The single most important question of the coming century is, how can we trust superintelligence? An algorithm that claims to have the cure for cancer, but the solution is frankly incomprehensible to human doctors and requires an immense amount of investment in infrastructure to achieve. Do we take the leap of faith? How do we organise our society around solutions to problems that we don’t understand? I argue that faith in machines at this scale will completely erode the civilisations we have worked hard to build. Instead, to borrow a phrase from one of the pre-eminent inheritors of Hegel’s vision, Robert Brandom, we must build a “spirit of trust” in the human-machine assemblages that will come to define our century. To do this we must not think in terms of AI Safety or AI Alignment. It is the deepest moral imperative that we think in terms of AI Assurance. If we cannot trust a machine, it is not doing lasting good for our society.

Imagine the machine that is portrayed in the previous vignette. The purpose of this piece of writing is not really to depict a concrete future that we may find ourselves in. I don’t think we will be ruled by a single benevolent superintelligence in a state of blissful unity. We can think of this picture as more of a metaphor for what a positive outcome might look like in a society where we are willingly giving up decision making to intelligent machines deeply embedded in every element of our lives. It is intended to provoke a question of how we might thrive in such a world and, if we are able to answer this first question convincingly, what the benefits of such a world might be.

The answer to the former question is a programme for Assuring Superintelligence. Here, I do not mean Bostrom’s massive general purpose superintelligence - the concept responsible for a quite religious ferver in the Bay Area. Instead I mean the superintelligence of AlphaGo. A narrow, specified intelligence that goes beyond human ability in a given domain and can subsequently teach us new concepts about said domain. It is surely not controversial to suggest that in the coming years, we will see this kind of superintelligence seeping through every area of our lives. Some might be indeed be alarmed to find out that these machines are no new thing! TikTok’s Monolith architecture is a superintelligent system designed to choose which video to show you next, and it can certainly do so with an accuracy that no human could ever replicate, and certainly not at that scale. In this case, those who have lost themselves to a many hour fall into the infinite scroll abyss know exactly the powerlessness we have to fight against a machine that knows us better than we know ourselves. The horror in this instance is that this highly pressurised algorithmic atmosphere causes us to willingly rescinding our own decision making for hours at a time, and that it feels so damn good when we do it! Bytedance distills the magic of Vegas into a single superintelligent software architecture!

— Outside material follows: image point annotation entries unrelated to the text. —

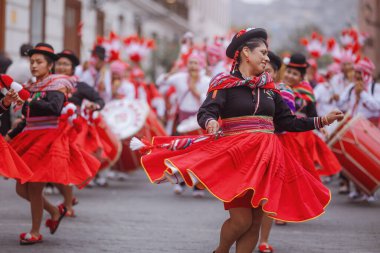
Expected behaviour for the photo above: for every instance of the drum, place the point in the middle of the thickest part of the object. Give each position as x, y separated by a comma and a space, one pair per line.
355, 143
129, 118
190, 126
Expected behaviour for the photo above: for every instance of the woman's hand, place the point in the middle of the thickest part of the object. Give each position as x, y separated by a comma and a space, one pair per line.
332, 116
10, 98
7, 138
212, 126
92, 106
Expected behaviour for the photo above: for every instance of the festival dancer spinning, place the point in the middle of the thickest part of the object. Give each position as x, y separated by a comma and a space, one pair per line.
65, 65
247, 168
325, 161
43, 142
11, 165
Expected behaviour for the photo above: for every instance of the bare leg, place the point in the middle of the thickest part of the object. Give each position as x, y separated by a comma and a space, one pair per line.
22, 190
247, 242
266, 227
37, 206
239, 222
67, 193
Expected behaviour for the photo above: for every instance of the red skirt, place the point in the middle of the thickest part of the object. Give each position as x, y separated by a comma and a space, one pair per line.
232, 166
54, 158
11, 165
312, 152
97, 140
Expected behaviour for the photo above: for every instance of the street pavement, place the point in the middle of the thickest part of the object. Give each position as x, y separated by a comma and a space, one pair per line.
135, 216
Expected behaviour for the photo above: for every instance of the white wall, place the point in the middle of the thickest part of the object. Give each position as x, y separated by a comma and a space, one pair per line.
17, 26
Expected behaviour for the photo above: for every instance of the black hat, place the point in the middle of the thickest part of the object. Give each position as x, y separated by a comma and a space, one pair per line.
298, 61
25, 48
45, 49
243, 36
275, 60
70, 55
100, 52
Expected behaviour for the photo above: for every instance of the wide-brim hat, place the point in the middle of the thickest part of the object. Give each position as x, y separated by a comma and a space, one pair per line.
70, 55
45, 49
243, 36
298, 61
275, 60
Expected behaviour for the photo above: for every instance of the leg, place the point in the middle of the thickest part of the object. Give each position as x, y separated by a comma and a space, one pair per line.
22, 190
266, 227
247, 242
67, 193
239, 222
37, 206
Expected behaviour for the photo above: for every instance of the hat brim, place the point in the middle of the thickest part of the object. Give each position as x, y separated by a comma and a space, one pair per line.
275, 59
36, 51
236, 42
71, 57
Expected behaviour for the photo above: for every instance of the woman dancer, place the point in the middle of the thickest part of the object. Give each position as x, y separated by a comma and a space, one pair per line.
65, 65
11, 165
43, 142
248, 168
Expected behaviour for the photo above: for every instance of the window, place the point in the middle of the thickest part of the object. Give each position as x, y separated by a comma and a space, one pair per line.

Putting aside the possibility of an artificial general superintelligence aside for a minute, it seems clear to me that a society permeated by narrow superintelligences of this sort is powerful enough to radically alter the fabric of our *Geist*. I choose a particular superintelligence here that I am not so fond of, however, imagine this power in drug discovery! Imagine a Ukrainian family torn apart by an unjust war having to spend less time in the firing line. As with every coin, there are two sides, and if the flip lands our way, what a future we could inherit.

But what is our way? What does a positive future look like? The answer I would like to give is one of trust. A world in which we know that when we interact with a superintelligence for a given task, we are happy to accept its decisions not because we hope that it is right, or have to overcome a hurdle of apprehension every time we do so, but because we have a genuine human feeling of trust directed towards it. When move 37 happened in AlphaGo’s famous match against Lee Sedol, the team were sent out to sea without a map. They didn’t know if their system had completely failed or if it had played a genius, creative move beyond human intelligibility. If this system had been in a safety critical environment like government decision making, cancer diagnosis or a defensive capability - the human structure around it would have collapsed. The doctor would have resorted back to traditional methods, the government would have fallen back into bureaucracy or the general would have rescinded precious position. If they could have known, however, that they could trust the machine in its decision, even when their understanding of the decision failed, what an advantage they would have. We will be enabled to cut through the previously impenetrable ceiling of possibilities afforded by human intelligence, and willingly dive into the unknown beyond.

Trust will be the defining feature of the superintelligent systems that make the world a better place, and so, we must work out immediately what it means to assure them.